Crystal packing similarity

Note

The crystal packing similarity features are available only to CSD-Materials and CSD-Enterprise users.

Introduction

A crystal packing similarity metric may be calculated for very similar crystals. This metric is described in “COMPACK: a program for identifying crystal structure similarity using distances”, J.A. Chisholm and S. Motherwell, J. Appl. Cryst. 38, 228–231, 2005. DOI: 10.1107/S0021889804027074.

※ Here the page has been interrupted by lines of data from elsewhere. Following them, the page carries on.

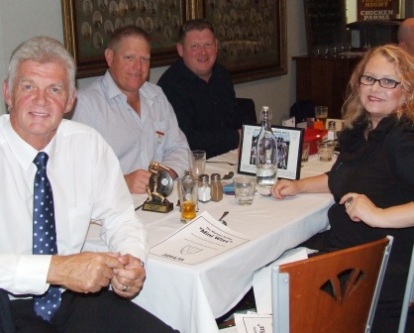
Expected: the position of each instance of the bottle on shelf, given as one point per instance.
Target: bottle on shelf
(266, 155)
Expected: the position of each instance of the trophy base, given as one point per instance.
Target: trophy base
(158, 207)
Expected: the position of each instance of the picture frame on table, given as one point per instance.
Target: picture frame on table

This is a method to identify similarity in molecular packing environments within crystal structures. The method can be used to determine whether two crystal structures are the same to within specified tolerances and also provides a measure of similarity for structures that do not match exactly, but have common structural features. The relative position and orientation of molecules is captured using interatomic distances. This is a representation of structure that avoids use of space-group and cell information.

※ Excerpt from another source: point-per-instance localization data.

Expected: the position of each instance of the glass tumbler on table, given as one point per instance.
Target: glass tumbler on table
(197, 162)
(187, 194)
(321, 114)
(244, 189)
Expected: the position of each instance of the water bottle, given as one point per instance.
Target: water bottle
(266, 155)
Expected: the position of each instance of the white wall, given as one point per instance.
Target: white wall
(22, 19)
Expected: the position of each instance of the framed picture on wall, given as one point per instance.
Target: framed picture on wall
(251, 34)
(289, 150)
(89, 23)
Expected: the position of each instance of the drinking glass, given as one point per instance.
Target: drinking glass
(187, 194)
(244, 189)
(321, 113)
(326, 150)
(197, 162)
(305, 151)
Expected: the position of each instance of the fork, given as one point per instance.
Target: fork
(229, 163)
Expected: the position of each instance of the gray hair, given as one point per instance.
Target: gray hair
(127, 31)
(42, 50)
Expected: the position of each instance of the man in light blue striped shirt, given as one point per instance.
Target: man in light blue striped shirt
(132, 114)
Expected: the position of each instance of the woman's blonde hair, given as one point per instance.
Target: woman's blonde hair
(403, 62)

Using the Packing Similarity API

Firstly we shall import the ccdc.crystal.PackingSimilarity class and instantiate it:

>>> from ccdc.crystal import PackingSimilarity
>>> similarity_engine = PackingSimilarity()

The similarity engine has two significant methods, to compare to packing shells.

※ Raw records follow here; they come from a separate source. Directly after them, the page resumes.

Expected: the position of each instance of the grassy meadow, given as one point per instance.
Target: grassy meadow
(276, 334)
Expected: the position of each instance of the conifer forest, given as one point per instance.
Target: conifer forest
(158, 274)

>>> h = similarity_engine.compare(reference_crystal, comparison_crystal)
OR
>>> h = similarity_engine.compare_with_filtering(reference_crystals, comparison_crystals, atom_shell_size, pdd_threshold, amd_threshold)

The first one is useful for comparing just a pair of structures or can be used in a larger program to compare lists of structures. The second one is much more useful for comparing huge lists of structures using the geometric filter discussed in the next section.

We shall need a couple of crystals to compare:

>>> from ccdc.io import CrystalReader
>>> csd = CrystalReader('csd')
>>> fetsec = csd.crystal('FETSEC')
>>> zerlud = csd.crystal('ZERLUD')

By default the packing similarity engine prohibits the comparison of different molecular structures. This restriction can be disabled:

>>> similarity_engine.settings.allow_molecular_differences = True

Then the structures can be compared:

>>> h = similarity_engine.compare(fetsec, zerlud)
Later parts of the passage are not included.